Most mums-to-be are aware of the changing hormone patterns as they ride waves of emotional change, many of which are again normal. Excitement, joy and anxiety are all common emotions during pregnancy as thoughts trundle through the mind. Other life factors play a role including pre-existing worries and stresses. We know much about stress physiology and pain and how anxieties and anticipation amplify pain. Essentially inter-related, in treating pain we must account for stress and anxiety and provide coping measures and strategies to dampen the effects upon the sensitivity. Emotional state has a clear influence upon pain as shown empirically and through defined anatomical links in the brain. In addition, we know that oestrogen can also have a sensitising effect upon the nervous system and therefore have a role in amplifying danger signals and increasing the likelihood of a pain experience.
Bearing the aforementioned in mind we can then offer a range of strategies and treatments that tackle pain at different levels. This includes tissue based therapies such as massage and joint mobilisation help to ease stiffness and pain enabling freedom of movement, exercise therapy to improve and maintain normal movement, cognitive techniques to reduces stress and anxiety such as breathing and mindfulness and developing understanding of the changes to reduce concerns about movement. Pain in it’s modern sense is a multidimensional experience that requires an approach that recognises this fact.
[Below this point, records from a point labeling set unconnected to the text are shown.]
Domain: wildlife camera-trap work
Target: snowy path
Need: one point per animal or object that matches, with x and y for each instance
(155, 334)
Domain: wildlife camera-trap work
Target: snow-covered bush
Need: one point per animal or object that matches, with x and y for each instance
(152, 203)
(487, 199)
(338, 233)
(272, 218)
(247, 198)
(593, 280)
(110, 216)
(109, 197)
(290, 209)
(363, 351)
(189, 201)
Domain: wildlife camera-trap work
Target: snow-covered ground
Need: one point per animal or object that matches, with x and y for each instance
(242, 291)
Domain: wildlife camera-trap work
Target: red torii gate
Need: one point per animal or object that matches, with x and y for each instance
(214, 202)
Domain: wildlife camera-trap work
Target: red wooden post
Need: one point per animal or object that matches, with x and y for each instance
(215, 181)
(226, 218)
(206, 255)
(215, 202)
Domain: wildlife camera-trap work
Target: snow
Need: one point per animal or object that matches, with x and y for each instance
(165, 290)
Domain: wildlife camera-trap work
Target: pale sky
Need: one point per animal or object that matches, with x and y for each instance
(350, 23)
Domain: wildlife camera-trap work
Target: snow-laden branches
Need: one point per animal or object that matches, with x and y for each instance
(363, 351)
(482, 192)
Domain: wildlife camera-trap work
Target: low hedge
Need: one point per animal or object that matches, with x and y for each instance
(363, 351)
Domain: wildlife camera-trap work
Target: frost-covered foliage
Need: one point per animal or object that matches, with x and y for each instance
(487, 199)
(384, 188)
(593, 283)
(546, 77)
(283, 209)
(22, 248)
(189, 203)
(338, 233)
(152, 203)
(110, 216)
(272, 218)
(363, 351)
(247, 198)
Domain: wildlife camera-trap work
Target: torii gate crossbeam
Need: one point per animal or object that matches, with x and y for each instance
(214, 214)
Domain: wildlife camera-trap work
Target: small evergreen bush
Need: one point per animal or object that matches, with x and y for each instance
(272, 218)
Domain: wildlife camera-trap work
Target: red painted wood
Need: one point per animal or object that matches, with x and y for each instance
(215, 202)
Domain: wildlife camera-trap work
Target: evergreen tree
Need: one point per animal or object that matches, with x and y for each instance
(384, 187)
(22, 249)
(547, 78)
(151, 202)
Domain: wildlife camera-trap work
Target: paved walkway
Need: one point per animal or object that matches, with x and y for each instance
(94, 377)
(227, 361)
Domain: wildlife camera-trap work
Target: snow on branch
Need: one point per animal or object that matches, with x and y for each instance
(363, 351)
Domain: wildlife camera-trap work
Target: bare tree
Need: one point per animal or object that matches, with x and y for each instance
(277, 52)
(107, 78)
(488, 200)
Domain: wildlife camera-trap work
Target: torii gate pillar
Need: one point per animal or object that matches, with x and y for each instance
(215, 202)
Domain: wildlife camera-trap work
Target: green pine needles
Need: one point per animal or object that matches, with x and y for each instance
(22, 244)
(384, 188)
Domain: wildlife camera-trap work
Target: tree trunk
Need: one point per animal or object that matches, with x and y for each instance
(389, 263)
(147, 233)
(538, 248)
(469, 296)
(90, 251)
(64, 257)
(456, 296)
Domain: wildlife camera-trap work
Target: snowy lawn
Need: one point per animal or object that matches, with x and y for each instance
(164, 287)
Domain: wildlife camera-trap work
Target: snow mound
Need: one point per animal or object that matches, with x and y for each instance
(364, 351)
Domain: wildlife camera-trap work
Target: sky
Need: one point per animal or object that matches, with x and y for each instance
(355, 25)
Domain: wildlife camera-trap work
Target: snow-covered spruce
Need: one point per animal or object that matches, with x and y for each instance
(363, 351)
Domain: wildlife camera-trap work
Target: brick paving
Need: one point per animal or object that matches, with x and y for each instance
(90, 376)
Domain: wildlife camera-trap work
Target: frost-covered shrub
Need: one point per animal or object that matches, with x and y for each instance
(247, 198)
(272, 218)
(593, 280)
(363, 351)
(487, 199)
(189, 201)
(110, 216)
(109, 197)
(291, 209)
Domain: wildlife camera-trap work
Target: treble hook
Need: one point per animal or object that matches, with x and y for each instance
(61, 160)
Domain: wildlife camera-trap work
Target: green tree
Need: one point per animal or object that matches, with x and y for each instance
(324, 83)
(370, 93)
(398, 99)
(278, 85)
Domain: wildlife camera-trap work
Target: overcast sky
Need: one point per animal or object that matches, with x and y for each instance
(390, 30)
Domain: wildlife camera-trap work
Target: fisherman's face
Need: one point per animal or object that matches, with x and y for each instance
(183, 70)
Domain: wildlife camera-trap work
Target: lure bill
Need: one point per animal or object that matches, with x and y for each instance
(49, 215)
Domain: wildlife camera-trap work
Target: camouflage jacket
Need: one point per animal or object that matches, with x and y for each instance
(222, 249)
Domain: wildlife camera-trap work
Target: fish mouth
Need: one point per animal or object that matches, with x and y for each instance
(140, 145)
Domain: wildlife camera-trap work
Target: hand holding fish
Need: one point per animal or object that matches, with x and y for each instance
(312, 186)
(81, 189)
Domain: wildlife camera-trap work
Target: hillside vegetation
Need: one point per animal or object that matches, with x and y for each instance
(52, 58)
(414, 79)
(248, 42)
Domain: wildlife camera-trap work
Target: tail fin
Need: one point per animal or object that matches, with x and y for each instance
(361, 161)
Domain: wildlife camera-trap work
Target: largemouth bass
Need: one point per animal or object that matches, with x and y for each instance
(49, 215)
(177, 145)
Treatment that works on a spectrum of body, mind and brain is called biopsychosocial and considers the biology of pain, the psychological influences and social impact. The scientific literature tells us clearly that this is the best way to manage and treat pain and indeed with pain during pregnancy this is no exception.
It is wise to seek professional advice if you are suffering pain so that you can be reassured and know what you need to do. Keeping physically and mentally healthy is important with a regular routine of exercise, socialising, rest and learning (read, music, language etc). All in all we can aim to thoroughly enjoy the experience and keep suffering to a minimum.